1. Saham Biasa (Common Stock)
Saham seperti inilah yang paling banyak di­perjualbelikan di pasar modal dan yang paling sering menjadi tema pembahasan di masyarakat. Karakteristik saham biasa adalah:

Tujuan investor atau pemilik saham biasanya ingin mendapatkan pembagian deviden (keun­tungan usaha perusahaan) atau memperoleh capi­tal gain (selisih harga beli dan jual) jika terjadi ke­naikan harga.
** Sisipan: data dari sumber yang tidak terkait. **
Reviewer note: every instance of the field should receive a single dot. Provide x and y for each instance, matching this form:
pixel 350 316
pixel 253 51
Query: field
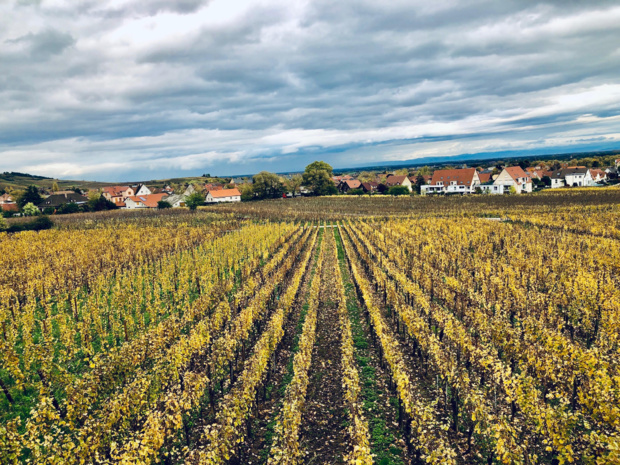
pixel 480 330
Pemiliknya paling terakhir dalam mendapat­kan bagian keuntungan dan hak atas harta keka­yaan perusahaan apabila perusahaan tersebut me­ngalami kerugian atau bangkrut.

Pemiliknya hanya mendapatkan bagian keun­tungan bila perusahaan berhasil membukukan keuntungan.

Pemegang saham memiliki hak suara dalam RUPS (Rapat Umum Pemegang Saham).

Pemilik saham berhak mengalihkan kepemi­likan sahamnya kepada orang lain dengan cara-cara yang dibenarkan.

Secara hukum dan prinsip syari'at Islam, ti­dak mengapa seseorang memiliki saham jenis ini tentunya dengan mengindahkan beberapa catatan. Hal ini dikarenakan perserikatan dagang dalam Islam dibangun di atas asas kesamaan hak dan kewajiban. Dan hal ini benar-benar ter­wujud pada saham jenis ini, oleh karena itu tidak ada keraguan bahwa menerbitkan dan memper­jualbelikan saham jenis ini adalah halal. (Suuq al-Aurooq al Maliyah; Dr. Khursyid Asyrof Iqbal 123 & Ahkamut Ta'amul Fil Aswaq al Maliyah; Dr. Mubarok bin Sulaiman al Sulaiman 1/148)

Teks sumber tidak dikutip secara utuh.